But up to 100 volunteer visitors will be given free accommodation and meals to help the locals preserve the landscapes.
The Faroe Islands will “shut for maintenance” during the last weekend in April and instead welcome ‘voluntourists’ to help the locals clean up and preserve the islands’ natural beauty, TTG reports.
The small country in the north Atlantic has a population of 50,000 Faroese, 80,000 sheep and a rising tally of visitors each year, currently around 100,000, to experience its dramatic scenery.
But it will now close to tourism on April 26-27, with the exception of visitors prepared to work alongside the locals to keep the islands looking wild and unspoiled.
The Faroes have been careful about opening up to large tourist numbers, but the islands’ delicate ecosystem has been feeling the strain.
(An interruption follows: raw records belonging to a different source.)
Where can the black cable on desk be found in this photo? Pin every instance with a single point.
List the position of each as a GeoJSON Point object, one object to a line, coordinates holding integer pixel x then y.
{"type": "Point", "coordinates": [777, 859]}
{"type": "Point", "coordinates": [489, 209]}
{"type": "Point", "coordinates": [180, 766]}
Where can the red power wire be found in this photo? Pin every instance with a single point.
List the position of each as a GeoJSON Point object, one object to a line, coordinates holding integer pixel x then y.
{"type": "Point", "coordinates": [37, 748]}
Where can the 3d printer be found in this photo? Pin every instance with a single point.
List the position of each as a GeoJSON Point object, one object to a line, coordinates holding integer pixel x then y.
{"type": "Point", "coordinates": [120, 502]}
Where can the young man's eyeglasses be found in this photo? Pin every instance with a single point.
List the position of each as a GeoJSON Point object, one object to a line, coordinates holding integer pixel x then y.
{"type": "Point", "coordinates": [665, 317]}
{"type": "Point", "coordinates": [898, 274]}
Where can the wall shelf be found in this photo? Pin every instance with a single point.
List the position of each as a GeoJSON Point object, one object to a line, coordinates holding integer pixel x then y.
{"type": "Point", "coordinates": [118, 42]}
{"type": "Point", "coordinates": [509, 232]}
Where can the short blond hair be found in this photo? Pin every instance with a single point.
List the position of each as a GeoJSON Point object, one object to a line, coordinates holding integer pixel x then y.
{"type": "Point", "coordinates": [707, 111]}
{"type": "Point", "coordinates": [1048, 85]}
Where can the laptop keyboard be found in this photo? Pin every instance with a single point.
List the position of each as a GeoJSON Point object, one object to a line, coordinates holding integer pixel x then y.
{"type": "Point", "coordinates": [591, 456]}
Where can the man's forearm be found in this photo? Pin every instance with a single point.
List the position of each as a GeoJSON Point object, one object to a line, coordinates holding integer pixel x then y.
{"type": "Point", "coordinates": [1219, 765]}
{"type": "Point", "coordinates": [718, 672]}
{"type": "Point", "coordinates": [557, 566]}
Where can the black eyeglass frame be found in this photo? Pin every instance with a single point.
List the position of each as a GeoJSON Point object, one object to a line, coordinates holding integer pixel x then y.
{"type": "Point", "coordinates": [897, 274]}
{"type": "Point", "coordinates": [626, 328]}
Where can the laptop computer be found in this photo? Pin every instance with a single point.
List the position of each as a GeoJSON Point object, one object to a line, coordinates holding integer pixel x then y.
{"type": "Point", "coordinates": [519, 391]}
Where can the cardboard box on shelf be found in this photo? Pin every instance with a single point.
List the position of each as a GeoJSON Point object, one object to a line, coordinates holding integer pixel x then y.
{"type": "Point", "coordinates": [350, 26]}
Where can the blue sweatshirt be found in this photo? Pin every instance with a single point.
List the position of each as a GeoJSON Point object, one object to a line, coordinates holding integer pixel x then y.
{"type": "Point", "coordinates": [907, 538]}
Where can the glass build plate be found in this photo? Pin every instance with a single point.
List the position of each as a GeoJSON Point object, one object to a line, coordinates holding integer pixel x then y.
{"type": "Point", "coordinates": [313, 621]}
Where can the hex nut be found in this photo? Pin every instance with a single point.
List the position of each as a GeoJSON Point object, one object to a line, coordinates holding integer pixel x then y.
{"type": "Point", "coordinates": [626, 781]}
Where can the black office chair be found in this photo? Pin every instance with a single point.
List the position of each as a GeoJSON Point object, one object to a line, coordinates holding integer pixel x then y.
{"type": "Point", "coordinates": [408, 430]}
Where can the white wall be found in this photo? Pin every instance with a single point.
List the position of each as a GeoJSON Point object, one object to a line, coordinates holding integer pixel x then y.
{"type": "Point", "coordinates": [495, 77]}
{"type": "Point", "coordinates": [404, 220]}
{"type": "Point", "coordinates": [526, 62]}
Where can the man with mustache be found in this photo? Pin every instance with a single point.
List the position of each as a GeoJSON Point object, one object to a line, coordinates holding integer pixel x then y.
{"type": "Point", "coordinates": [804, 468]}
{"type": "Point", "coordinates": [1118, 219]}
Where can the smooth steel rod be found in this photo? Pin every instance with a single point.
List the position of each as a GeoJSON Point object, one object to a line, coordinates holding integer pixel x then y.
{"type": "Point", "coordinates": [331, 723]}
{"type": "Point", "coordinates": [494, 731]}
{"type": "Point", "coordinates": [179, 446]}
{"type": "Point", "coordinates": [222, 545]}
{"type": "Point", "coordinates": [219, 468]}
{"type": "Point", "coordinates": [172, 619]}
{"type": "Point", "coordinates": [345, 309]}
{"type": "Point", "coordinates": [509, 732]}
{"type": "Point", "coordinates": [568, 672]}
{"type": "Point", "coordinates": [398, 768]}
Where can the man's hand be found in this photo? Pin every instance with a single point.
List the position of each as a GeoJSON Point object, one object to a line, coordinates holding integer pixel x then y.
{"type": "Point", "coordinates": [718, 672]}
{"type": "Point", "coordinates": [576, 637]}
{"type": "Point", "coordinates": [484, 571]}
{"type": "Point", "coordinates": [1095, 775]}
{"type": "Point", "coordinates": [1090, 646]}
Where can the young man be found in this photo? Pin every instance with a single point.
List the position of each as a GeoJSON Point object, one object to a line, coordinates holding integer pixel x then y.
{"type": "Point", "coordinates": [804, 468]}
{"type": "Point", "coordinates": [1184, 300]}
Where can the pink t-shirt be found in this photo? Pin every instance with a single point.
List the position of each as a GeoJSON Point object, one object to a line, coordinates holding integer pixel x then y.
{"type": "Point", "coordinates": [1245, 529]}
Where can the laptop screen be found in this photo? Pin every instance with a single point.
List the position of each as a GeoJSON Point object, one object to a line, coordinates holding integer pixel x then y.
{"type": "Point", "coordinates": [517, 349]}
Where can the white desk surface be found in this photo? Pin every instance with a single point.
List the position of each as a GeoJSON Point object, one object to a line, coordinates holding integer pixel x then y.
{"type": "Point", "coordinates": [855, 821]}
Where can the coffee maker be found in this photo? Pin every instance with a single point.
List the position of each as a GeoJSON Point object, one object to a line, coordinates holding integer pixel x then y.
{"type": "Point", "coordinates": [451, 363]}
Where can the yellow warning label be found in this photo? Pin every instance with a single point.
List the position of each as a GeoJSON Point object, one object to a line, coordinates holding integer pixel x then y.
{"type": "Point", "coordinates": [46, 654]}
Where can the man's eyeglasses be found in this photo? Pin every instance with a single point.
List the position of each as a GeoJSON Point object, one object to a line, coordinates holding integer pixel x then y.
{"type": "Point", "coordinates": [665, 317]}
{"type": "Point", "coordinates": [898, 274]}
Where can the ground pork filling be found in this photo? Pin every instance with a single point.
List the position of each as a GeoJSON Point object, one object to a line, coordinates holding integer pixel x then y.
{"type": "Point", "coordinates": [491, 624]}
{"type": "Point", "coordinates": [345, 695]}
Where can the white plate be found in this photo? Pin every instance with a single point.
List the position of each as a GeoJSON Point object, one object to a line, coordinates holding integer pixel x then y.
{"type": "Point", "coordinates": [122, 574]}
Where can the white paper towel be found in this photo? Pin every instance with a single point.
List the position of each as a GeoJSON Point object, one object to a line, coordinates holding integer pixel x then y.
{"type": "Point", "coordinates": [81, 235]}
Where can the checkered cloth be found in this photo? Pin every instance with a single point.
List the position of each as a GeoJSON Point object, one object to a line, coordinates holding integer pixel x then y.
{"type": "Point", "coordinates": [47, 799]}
Projects include creating new walking paths, signs and viewpoints to preserve the surrounding nature and protect birdlife sanctuaries. Tasks will vary in difficulty and target different skills.
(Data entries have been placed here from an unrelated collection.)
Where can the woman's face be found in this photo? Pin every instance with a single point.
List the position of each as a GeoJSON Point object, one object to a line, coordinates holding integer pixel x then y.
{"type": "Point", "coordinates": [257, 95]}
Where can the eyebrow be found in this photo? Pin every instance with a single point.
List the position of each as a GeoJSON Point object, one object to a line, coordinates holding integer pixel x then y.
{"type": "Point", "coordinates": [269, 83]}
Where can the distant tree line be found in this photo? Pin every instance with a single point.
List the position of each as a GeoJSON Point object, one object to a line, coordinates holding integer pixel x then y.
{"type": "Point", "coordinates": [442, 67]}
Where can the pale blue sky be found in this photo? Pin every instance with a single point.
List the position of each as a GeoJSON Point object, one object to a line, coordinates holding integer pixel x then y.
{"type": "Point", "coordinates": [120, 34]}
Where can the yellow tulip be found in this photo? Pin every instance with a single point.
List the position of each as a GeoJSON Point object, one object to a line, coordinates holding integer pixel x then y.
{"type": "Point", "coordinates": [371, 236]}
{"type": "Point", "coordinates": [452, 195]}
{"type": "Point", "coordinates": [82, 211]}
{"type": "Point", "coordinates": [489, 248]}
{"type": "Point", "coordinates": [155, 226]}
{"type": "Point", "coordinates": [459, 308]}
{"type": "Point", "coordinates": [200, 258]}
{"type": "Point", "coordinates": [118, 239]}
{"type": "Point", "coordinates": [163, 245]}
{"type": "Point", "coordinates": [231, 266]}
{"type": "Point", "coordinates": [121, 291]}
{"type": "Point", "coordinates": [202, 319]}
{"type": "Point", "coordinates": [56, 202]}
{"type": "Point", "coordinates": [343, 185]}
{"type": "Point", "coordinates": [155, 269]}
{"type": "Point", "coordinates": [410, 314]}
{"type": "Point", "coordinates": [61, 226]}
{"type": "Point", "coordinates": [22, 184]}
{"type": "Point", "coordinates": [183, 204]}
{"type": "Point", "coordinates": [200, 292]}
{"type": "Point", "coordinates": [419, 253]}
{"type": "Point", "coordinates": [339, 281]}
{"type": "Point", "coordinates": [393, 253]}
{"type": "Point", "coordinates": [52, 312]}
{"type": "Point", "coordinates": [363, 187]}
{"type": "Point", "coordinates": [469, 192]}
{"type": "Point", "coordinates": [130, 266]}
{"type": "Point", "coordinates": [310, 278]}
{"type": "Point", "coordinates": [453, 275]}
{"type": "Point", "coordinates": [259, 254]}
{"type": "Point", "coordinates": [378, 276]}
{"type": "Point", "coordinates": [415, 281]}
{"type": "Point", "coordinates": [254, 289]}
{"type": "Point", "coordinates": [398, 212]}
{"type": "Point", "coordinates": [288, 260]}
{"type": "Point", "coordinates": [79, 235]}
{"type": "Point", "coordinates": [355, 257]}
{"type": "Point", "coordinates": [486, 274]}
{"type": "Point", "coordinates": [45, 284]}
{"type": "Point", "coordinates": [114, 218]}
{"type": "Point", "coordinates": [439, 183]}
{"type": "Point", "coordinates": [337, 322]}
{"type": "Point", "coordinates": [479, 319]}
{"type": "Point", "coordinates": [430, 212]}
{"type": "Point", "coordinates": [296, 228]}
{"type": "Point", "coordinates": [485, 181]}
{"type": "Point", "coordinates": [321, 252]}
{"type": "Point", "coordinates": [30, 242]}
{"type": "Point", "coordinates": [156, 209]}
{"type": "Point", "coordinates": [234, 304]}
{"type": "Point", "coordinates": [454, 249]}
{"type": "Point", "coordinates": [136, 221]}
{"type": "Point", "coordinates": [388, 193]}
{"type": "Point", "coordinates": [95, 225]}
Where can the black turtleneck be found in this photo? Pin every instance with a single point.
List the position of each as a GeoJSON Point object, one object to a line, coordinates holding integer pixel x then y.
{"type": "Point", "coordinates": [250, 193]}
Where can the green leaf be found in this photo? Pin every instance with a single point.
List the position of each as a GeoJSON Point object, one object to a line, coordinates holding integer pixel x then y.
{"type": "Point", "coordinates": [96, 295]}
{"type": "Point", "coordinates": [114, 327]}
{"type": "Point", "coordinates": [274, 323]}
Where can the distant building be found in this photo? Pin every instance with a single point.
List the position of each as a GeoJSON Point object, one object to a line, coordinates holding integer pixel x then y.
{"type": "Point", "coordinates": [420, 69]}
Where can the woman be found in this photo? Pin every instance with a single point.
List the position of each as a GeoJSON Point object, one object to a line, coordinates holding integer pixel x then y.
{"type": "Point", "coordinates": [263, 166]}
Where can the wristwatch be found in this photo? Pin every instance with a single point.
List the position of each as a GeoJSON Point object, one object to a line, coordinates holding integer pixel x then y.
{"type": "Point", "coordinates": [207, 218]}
Up to 100 volunteer visitors will be given free accommodation and meals on April 25-27, courtesy of the Faroese Maintenance Group, culminating in a celebratory dinner on April 27.
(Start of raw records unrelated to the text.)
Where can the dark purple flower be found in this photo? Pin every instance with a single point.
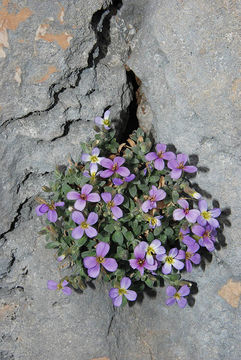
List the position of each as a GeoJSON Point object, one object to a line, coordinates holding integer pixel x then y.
{"type": "Point", "coordinates": [112, 204]}
{"type": "Point", "coordinates": [50, 208]}
{"type": "Point", "coordinates": [190, 215]}
{"type": "Point", "coordinates": [185, 238]}
{"type": "Point", "coordinates": [92, 263]}
{"type": "Point", "coordinates": [206, 236]}
{"type": "Point", "coordinates": [177, 296]}
{"type": "Point", "coordinates": [83, 197]}
{"type": "Point", "coordinates": [116, 294]}
{"type": "Point", "coordinates": [172, 259]}
{"type": "Point", "coordinates": [154, 196]}
{"type": "Point", "coordinates": [84, 225]}
{"type": "Point", "coordinates": [190, 256]}
{"type": "Point", "coordinates": [159, 155]}
{"type": "Point", "coordinates": [152, 250]}
{"type": "Point", "coordinates": [104, 121]}
{"type": "Point", "coordinates": [208, 216]}
{"type": "Point", "coordinates": [53, 285]}
{"type": "Point", "coordinates": [118, 181]}
{"type": "Point", "coordinates": [93, 158]}
{"type": "Point", "coordinates": [178, 166]}
{"type": "Point", "coordinates": [154, 221]}
{"type": "Point", "coordinates": [140, 263]}
{"type": "Point", "coordinates": [114, 167]}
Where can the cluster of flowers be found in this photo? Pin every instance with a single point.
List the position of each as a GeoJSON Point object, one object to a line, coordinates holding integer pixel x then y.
{"type": "Point", "coordinates": [196, 226]}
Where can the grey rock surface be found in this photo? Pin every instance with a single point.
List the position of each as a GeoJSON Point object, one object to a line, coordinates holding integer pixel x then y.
{"type": "Point", "coordinates": [62, 65]}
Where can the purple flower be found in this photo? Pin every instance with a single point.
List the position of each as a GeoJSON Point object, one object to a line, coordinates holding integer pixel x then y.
{"type": "Point", "coordinates": [159, 155]}
{"type": "Point", "coordinates": [152, 250]}
{"type": "Point", "coordinates": [178, 166]}
{"type": "Point", "coordinates": [112, 204]}
{"type": "Point", "coordinates": [186, 239]}
{"type": "Point", "coordinates": [118, 181]}
{"type": "Point", "coordinates": [154, 221]}
{"type": "Point", "coordinates": [52, 285]}
{"type": "Point", "coordinates": [104, 121]}
{"type": "Point", "coordinates": [116, 294]}
{"type": "Point", "coordinates": [154, 196]}
{"type": "Point", "coordinates": [114, 167]}
{"type": "Point", "coordinates": [82, 198]}
{"type": "Point", "coordinates": [140, 263]}
{"type": "Point", "coordinates": [84, 225]}
{"type": "Point", "coordinates": [190, 256]}
{"type": "Point", "coordinates": [206, 234]}
{"type": "Point", "coordinates": [50, 208]}
{"type": "Point", "coordinates": [208, 216]}
{"type": "Point", "coordinates": [190, 215]}
{"type": "Point", "coordinates": [93, 158]}
{"type": "Point", "coordinates": [92, 263]}
{"type": "Point", "coordinates": [177, 296]}
{"type": "Point", "coordinates": [172, 259]}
Faroese Prime Minister Aksel V Johannesen has given his backing to the campaign. Depending on its success, the duration of the ‘tourism closure’ may be extended in future years to a full week, the group says.
“For us, tourism is not all about numbers,” explains Guorio Hojgaard, director of Visit Faroe Islands. “We also have a responsibility to our community and to our beautiful environment, and our aim is to preserve and protect the islands, ensuring sustainable and responsible growth.”